In our study, TNF- α decreased in the obese model when subjected to the RFM. We noticed that the TNF- α level was significantly lower in HFD + RFM and HFD + RFM + T. TNF- α is a proinflammatory cytokine that plays a critical role in immune system regulation and inflammation and has been linked in some studies with longevity. There was no attrition of the TNF—308 A/G polymorphism in centenarians in research in nonagenarian/centenarian groups from three European nations69,70. Similar to IL-6, research on repurposing anti-inflammatory medications is being developed in light of mounting evidence suggesting a link between rising TNF-α and age-related illnesses. According to research, TNF inhibitors may play preventative or ameliorative functions in several age-related diseases71. The above stresses the importance of conducting long-term studies to assess the effects of RFM on various age-related diseases that may influence lifespan. Moreover, we observed that CRP did not reach a statistical significance reduction among groups. Consistent with our results, previous studies found that TNF-α and IL-6 were the most affected biomarkers after Ramadan fasting among obese participants72,73. Faris et al., (2012)74 and Ünalacak et al., (2011)75 reported that Ramadan fasting reduced circulating levels of inflammatory cytokines (IL-6 and TNF-α) but not CRP among obese individuals. In the same line, this is consistent with Nematy et al., 2012 study76, which demonstrated no significant reduction in CRP after 30 days of fasting compared with the beginning of the study. In contrast, Madlour et al., (2019)77 showed significant improvement in IL-6, CRP, and homocysteine levels among healthy young adults after 30 days of Ramadan fasting. CRP is regularly evaluated to assess inflammation caused by chronic disease, infection, or injury. High sensitivity CRP (hs-CRP) testing is more sensitive than the standard CRP testing and can detect smaller increases in CRP. Thus further studies are needed to asses hs-CRP rather than CRP test78. Indeed, above intervention trials had mixed findings, possibly because of different sample sizes, fasting hours, methodological inconsistencies, or controlling for potential confounders74.
Some potential mechanisms by which fasting promotes healthy longevity include the impairment of activation in the nuclear factor kappa-light-chain-enhancer of activated B cells (NF-B) through intermittent fasting. NF-B is a crucial transcriptional regulator of inflammation that controls the production of proinflammatory cytokines such as IL-6 and TNF-α20. However, in the current study, we did not test this gene; therefore, more investigation is needed to explore the potential mechanisms by which RFM may impact longevity and inflammation, specifically by evaluating the gene expression of NF-B. Another possible mechanism is that RFM helps to reduce hyperplasia and hypertrophy of fat cells, which leads to a decrease in the concentration of inflammatory markers39,60. Hence, RFM could positively improve cardiovascular risks and attenuate metabolic syndrome characteristics by suppressing inflammatory reactions27,79.

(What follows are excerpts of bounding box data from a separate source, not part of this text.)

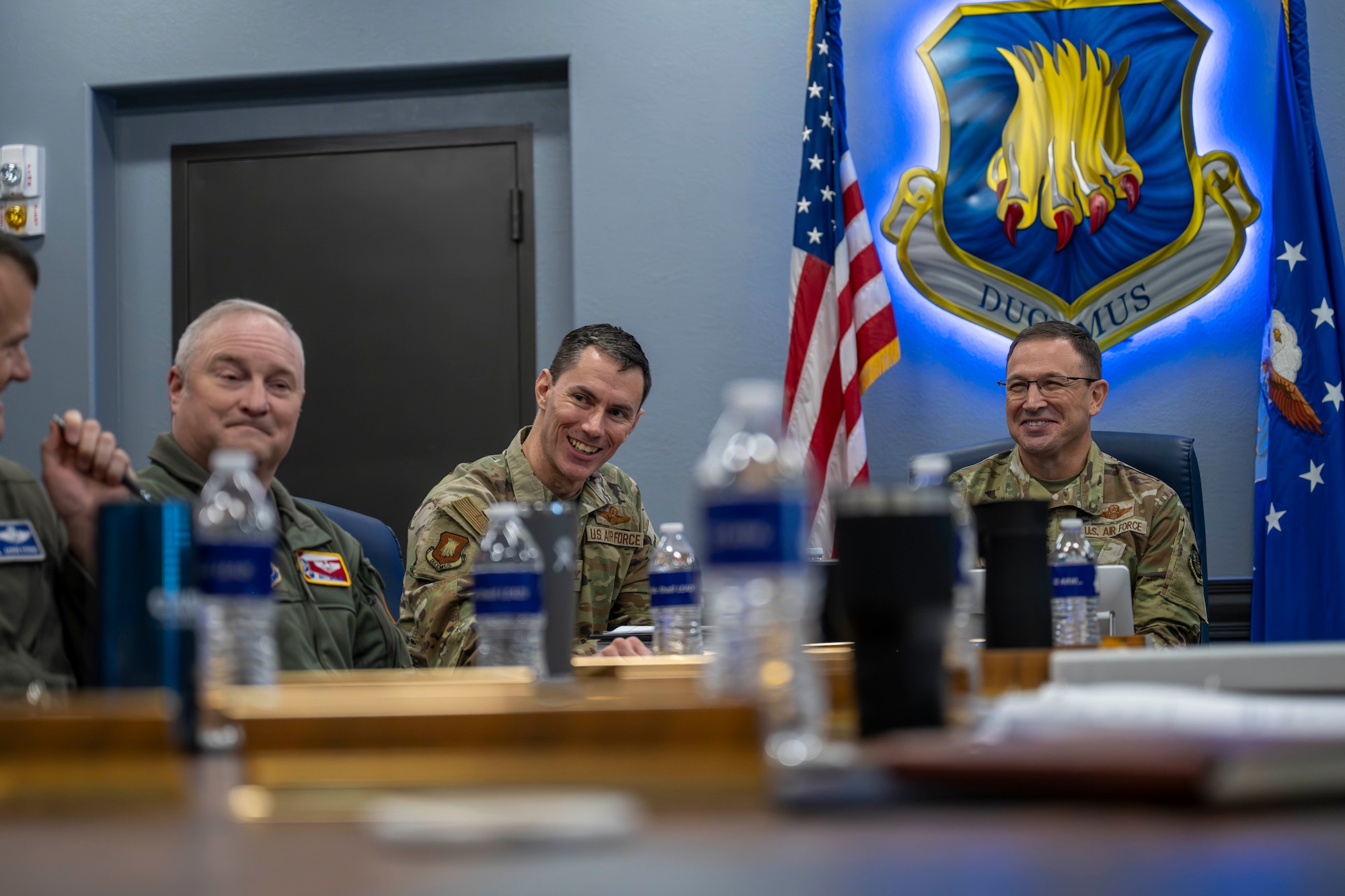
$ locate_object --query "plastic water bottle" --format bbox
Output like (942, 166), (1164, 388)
(1050, 518), (1102, 647)
(650, 524), (701, 654)
(472, 501), (546, 680)
(697, 379), (827, 766)
(911, 455), (985, 725)
(192, 448), (280, 749)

There was an increase in the anti-inflammatory cytokine IL-10 in the HFD rats after the RFM. In the current study, the level of IL-10 among rats subjected to RFM was significantly higher in HFD groups. IL-10 is an anti-inflammatory cytokine that plays a crucial role in immune system regulation and inflammation and suppresses the activities of IL-6, TNF-α, and IL-880. Studies on the relationship between IL-10 and longevity have suggested that higher levels of IL-10 may be positively associated with longevity and reduced risk of age-related diseases. The high-producing GG 1,082 variant of the IL-10 promoter polymorphism was associated with a survival benefit in male Sicilian centenarians, indicating that IL-10’s anti-inflammatory properties may serve as a marker for male longevity69. A recent comprehensive study revealed a significant association between IL-10 promoter polymorphisms, specifically rs1800871 and rs1800896, and the syndromic characterization of frailty. This association was observed at both the allelic and haplotypic levels81.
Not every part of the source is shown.